Comment sont désignés les suppléants ? Cette question de prime abord peut paraître anodine, mais il n'en est rien.
Tout d'abord, nous pourrions parler de la prime au député sortant : sorte d'avantage considéré et conféré au député en mandat par son parti politique pour éviter tous les problèmes liés à sa succession.

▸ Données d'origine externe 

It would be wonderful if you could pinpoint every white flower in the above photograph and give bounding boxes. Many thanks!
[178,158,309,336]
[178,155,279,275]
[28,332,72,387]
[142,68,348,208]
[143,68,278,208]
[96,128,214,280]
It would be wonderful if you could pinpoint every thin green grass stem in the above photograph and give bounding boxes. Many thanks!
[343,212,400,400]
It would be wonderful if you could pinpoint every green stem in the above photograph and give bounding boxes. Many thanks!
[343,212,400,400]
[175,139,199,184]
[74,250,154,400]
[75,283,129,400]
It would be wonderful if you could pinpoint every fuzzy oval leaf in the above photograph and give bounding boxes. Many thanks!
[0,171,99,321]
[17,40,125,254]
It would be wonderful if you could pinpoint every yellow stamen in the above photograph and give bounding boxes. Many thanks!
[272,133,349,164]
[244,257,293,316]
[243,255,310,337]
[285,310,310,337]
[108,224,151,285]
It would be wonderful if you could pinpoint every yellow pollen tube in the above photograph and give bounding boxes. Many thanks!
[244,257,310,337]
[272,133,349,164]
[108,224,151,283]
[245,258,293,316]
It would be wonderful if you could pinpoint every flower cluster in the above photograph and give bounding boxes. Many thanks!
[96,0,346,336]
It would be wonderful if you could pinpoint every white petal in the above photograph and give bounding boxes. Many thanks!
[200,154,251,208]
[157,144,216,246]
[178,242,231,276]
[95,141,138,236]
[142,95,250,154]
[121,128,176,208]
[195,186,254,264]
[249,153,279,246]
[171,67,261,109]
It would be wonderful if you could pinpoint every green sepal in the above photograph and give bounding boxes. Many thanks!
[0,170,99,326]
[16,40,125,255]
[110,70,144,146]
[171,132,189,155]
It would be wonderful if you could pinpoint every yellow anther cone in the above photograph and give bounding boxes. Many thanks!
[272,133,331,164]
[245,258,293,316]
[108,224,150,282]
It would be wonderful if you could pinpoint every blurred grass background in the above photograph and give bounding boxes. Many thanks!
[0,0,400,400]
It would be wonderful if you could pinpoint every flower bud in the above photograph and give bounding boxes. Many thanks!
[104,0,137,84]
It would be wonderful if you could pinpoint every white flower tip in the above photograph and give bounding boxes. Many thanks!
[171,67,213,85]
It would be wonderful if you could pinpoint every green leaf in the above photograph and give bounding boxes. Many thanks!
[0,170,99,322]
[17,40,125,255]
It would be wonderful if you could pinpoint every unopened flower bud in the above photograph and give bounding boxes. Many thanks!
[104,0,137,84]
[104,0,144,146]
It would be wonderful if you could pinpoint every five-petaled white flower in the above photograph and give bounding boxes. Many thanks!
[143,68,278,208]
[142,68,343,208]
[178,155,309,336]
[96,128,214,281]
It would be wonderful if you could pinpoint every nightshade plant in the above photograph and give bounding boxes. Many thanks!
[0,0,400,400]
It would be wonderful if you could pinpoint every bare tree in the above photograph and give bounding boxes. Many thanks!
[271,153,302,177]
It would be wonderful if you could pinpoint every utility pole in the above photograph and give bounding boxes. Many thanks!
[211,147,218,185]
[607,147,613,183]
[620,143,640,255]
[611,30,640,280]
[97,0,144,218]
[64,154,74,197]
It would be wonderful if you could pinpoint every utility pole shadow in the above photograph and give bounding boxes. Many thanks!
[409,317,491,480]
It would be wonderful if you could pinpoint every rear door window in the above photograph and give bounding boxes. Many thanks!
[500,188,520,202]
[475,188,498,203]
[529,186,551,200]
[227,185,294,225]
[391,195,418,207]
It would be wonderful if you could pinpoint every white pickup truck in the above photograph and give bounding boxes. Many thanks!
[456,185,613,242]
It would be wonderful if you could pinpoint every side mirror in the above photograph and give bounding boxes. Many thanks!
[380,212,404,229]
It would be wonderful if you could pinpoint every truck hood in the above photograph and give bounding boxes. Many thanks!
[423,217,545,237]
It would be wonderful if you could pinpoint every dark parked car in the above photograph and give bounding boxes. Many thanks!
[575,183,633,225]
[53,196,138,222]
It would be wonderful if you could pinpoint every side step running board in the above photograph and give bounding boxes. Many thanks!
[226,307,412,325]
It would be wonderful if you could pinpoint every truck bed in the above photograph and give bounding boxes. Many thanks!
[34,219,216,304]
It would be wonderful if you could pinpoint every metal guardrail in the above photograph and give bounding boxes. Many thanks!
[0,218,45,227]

Tous les Partis politiques de plein droit et de plein exercice peuvent envoyer leur candidat sur une circonscription électorale afin de se voir conforter dans leur représentation nationale. Le choix du suppléant relève de l'étude de trois critères :
1- Des choix stratégiques, et parfois démagogiques, sur la circonscription : savoir s'il est préférable que le suppléant soit un homme ou une femme, savoir s'il est profitable que le candidat soit représentatif au titre d'un mandat de Conseiller général, Maire, adjoint au Maire etc. C'est le coeur de toutes les décisions puisqu'il en va de la représentativité (géographique, étiquette politique, notabilité et de notoriété) du suppléant et ainsi de son apport en terme de voix. Car n'oublions pas que c'est cela qui importe : savoir combien de voix peut apporter un suppléant.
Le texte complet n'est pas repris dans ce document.